[Rpm-maint] various bug fixes (patches)

Ralf Corsepius rc040203 at freenet.de
Thu Nov 15 08:41:26 UTC 2007


On Thu, 2007-11-15 at 10:05 +0200, Panu Matilainen wrote:
> On Wed, 14 Nov 2007, Ralf Corsepius wrote:
> > On Wed, 2007-11-14 at 08:54 -0500, seth vidal wrote:
> >> On Wed, 2007-11-14 at 13:42 +0200, Panu Matilainen wrote:
> >>
> >>> What I'd suggest is:
[...]
> > Also I would like to see some detailed documentation on this feature.
> 
> To put it shortly, this "feature" adds a couple of optional, purely 
> informational tags that applications are free to ignore or use as they see 
> fit, and query switches to display the information. If eg yum doesn't want 
> to implement soft dependencies, all you need to do is ... nothing, nothing 
> at all. The support for optionally installing weak dependencies could be 
> implemented entirely as a yum plugin.
> 
> > Intentionally (non-hostile), devel's advocate questions:
> > - Does any application need this feature?
> 
> Need is speculative 
Erm, no. Implementation should be need/demand driven, not conversely.

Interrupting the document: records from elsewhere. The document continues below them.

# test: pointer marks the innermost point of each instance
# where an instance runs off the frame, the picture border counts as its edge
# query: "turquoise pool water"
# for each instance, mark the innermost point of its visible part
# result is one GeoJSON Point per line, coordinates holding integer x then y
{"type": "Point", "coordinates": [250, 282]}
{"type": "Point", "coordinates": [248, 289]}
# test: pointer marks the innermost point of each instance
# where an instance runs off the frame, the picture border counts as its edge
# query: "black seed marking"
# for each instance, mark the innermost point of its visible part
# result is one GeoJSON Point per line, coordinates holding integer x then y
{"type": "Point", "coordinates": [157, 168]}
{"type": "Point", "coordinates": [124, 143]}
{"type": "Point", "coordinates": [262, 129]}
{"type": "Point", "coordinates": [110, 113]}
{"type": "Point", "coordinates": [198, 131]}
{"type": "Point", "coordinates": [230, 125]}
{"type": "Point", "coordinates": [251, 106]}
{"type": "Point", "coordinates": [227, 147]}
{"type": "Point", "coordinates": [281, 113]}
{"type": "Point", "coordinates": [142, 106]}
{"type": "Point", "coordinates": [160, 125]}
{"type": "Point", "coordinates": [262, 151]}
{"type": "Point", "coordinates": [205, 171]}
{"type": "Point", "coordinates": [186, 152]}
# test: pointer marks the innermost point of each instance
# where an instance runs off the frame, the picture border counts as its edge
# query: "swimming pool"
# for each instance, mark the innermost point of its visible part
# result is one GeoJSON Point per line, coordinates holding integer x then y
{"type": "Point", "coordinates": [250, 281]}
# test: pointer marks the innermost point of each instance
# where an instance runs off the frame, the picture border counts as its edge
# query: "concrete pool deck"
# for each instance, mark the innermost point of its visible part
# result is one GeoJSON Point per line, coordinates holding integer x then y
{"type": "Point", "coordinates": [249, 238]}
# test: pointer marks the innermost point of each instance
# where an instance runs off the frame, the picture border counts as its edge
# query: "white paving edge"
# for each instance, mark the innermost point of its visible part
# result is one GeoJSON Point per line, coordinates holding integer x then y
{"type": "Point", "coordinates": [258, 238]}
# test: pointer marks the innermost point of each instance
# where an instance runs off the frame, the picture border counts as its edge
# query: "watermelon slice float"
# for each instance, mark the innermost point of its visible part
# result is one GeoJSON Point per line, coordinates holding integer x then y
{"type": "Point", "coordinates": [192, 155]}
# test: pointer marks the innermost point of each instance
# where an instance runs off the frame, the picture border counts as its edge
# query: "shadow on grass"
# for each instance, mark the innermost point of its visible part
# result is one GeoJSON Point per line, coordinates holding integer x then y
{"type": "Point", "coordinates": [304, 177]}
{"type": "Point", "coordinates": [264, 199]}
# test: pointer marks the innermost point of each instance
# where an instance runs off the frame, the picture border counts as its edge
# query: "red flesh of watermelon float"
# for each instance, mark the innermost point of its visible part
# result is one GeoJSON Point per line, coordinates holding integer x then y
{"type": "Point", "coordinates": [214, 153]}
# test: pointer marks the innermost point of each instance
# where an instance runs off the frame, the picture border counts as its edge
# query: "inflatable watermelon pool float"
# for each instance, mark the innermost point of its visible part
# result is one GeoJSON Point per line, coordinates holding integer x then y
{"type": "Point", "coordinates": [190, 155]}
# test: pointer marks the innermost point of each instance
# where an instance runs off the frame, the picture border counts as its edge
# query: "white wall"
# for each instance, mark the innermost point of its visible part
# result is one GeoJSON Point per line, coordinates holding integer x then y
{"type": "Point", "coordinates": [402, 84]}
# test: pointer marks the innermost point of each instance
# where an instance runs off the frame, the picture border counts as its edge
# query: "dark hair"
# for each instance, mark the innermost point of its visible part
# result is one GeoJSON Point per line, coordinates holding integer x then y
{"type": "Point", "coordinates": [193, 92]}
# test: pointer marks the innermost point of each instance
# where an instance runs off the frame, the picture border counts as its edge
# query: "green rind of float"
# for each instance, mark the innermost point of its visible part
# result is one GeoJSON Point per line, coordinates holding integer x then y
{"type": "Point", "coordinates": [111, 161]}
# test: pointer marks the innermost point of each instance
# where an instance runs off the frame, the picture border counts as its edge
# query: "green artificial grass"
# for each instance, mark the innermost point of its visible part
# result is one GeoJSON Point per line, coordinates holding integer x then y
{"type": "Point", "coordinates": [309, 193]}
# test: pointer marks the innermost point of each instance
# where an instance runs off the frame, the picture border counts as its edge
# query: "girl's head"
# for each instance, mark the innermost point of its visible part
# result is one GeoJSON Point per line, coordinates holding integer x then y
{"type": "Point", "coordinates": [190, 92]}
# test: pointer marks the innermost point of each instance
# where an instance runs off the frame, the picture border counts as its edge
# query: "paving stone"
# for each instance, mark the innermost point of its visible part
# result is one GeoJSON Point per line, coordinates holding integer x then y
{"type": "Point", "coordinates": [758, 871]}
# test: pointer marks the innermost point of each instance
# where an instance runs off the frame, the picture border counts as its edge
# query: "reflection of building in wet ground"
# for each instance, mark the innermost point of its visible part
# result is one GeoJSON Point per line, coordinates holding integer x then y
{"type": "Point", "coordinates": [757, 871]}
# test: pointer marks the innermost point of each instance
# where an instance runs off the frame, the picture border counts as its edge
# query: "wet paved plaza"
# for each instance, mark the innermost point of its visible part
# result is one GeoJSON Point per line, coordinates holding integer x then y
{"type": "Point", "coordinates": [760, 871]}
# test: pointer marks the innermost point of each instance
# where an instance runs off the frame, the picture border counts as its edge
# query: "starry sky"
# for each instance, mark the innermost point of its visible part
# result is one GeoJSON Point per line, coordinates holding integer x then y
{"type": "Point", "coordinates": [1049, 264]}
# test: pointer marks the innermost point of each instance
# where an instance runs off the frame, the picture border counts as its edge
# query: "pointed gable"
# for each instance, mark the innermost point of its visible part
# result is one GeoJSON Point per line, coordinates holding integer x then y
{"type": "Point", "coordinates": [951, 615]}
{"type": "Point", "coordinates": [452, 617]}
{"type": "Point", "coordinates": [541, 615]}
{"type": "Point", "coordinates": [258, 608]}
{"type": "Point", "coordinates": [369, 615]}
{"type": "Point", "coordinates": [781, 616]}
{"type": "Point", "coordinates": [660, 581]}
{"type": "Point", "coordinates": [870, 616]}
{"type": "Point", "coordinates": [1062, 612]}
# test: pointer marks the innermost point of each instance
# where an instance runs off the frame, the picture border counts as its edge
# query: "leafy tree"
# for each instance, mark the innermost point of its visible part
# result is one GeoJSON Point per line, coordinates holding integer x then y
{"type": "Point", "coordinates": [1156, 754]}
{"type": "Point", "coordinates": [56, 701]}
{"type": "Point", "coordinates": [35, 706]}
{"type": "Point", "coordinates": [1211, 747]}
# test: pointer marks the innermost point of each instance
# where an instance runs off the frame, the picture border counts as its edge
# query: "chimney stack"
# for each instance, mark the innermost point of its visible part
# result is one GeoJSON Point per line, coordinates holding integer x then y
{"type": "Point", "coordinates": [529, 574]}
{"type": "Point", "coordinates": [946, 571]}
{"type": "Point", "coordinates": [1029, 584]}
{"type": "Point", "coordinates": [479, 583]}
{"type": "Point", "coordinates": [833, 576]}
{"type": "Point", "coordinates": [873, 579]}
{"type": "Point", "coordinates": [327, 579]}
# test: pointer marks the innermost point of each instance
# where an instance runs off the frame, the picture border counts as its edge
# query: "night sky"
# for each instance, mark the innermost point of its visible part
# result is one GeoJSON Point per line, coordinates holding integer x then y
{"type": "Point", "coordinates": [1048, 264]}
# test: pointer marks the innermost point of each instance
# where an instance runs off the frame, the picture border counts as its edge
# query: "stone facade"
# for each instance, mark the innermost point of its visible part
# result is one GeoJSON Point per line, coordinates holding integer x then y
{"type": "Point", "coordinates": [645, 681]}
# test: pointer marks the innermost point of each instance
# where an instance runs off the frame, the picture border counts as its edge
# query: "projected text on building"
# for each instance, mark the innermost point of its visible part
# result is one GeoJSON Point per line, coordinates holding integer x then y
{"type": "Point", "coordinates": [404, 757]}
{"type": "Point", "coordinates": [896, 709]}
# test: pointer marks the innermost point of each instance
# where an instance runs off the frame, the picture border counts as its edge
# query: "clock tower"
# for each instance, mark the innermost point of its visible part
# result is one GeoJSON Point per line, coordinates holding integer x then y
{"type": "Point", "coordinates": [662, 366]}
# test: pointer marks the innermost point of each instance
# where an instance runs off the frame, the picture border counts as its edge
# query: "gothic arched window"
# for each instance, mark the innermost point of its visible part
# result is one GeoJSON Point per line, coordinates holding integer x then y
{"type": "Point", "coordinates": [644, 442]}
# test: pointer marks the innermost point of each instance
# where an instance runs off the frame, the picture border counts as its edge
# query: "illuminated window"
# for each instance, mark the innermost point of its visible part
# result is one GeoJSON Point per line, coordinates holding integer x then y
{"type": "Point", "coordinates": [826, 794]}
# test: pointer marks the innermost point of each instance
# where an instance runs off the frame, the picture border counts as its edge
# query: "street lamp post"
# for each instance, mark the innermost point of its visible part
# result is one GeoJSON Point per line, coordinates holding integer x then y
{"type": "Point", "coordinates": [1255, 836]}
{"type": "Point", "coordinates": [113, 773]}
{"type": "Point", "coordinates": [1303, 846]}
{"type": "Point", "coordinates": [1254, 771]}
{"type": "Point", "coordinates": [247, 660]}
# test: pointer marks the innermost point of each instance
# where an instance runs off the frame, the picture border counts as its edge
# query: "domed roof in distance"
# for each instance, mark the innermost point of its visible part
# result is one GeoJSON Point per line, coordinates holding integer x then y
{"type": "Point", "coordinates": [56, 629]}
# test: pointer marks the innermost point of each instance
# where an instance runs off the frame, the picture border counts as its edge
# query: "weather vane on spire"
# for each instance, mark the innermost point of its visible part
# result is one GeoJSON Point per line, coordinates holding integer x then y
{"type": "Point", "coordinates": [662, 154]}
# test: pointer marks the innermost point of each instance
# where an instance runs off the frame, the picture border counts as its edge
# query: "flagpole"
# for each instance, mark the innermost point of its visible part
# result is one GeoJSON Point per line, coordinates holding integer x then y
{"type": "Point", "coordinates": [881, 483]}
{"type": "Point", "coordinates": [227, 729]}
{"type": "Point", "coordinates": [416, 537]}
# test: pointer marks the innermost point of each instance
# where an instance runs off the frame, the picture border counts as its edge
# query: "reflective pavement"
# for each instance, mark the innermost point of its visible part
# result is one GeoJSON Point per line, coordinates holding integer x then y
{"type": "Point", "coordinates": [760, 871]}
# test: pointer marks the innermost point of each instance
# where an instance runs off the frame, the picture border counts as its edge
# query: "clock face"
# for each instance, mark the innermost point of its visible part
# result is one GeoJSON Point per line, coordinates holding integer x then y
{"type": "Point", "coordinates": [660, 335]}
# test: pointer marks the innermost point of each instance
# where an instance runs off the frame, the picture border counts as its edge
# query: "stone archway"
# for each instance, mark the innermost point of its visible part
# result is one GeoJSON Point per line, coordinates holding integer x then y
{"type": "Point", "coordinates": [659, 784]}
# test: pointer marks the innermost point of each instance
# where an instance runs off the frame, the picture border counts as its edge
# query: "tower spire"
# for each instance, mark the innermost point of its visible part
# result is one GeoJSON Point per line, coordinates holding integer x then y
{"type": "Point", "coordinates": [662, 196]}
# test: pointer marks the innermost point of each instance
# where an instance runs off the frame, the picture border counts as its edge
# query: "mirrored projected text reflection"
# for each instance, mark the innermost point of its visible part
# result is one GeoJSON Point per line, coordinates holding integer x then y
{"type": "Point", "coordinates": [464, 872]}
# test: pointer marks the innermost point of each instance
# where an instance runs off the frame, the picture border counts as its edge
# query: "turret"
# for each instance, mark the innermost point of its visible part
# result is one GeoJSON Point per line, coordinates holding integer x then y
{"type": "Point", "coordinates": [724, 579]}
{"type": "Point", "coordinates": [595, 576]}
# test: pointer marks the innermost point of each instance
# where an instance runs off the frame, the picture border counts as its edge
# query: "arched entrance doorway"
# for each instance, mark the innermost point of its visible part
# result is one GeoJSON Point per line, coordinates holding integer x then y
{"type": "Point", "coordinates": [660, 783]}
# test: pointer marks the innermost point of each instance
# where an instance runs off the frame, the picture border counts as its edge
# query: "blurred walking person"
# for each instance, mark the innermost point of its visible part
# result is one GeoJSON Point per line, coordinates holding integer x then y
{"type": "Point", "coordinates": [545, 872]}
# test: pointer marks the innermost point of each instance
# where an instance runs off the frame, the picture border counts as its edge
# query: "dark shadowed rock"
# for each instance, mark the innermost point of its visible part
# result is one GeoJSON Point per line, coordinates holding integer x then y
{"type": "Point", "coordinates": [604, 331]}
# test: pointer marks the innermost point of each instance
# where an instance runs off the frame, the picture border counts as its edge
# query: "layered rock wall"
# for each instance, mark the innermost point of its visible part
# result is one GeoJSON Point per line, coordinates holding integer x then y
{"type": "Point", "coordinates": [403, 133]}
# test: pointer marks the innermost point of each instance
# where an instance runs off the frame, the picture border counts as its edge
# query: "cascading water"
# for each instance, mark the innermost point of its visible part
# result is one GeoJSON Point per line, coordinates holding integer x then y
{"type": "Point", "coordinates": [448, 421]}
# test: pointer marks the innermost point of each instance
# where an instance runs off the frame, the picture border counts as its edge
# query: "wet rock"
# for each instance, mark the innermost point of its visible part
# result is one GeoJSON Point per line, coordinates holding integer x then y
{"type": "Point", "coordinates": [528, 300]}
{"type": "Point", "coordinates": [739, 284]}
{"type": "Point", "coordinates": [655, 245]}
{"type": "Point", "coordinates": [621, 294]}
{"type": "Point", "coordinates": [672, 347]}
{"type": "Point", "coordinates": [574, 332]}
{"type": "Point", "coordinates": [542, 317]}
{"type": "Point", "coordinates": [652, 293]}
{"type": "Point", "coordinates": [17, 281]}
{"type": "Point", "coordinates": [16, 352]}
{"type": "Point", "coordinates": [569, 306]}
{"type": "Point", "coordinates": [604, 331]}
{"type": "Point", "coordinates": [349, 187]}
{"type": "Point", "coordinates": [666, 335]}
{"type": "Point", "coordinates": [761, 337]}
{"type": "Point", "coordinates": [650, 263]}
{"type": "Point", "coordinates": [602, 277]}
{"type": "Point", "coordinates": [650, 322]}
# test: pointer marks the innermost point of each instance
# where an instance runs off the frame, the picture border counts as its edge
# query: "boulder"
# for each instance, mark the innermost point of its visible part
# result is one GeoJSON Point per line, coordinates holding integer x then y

Of cause, creating demand by adding features is a common principle of
marketing ("Only products from brand X have feature Y", ... I guess, I
am not the only person to have quite a number of gadgets around being
equipped with some useless ballast "feature Y")

> Enhances and supplements are essentially reverse (soft) requires:
> Package A having "Enhances: B" is the equivalent of package B having 
> "Recommends: A". This is especially useful in situations where you for 
> whatever reason don't have control over the other package. An example: you 
> could have "Enhances: flash-plugin" in nspluginwrapper, and when a user 
> installs the proprietory flash-plugin from Adobe's site, the depsolver 
> would notice that nspluginwrapper should probably be installed with it (or 
> at least notify the user about it). Supplements are the same but treated 
> with same "priority" as suggests.
> 
> The average user would probably be quite happy with the above setting. The 
> people screaming about dependency bloat could turn off installation of any 
> soft dependencies in depsolver config. And the "I want my 
> Everything-install!" folks could turn on installation of all soft 
> dependencies...

Well, I would expect the same folks starting to complain on
"Recommends/Suggest" whenever they find a piece of software doesn't work
because of "missing plugins/add-ons" (Why is X a Recommends and not a
Requires?") or when trying to mix both strategies ("I need 'plugin X for
package Y', but don't want to have 'package series Z' installed.").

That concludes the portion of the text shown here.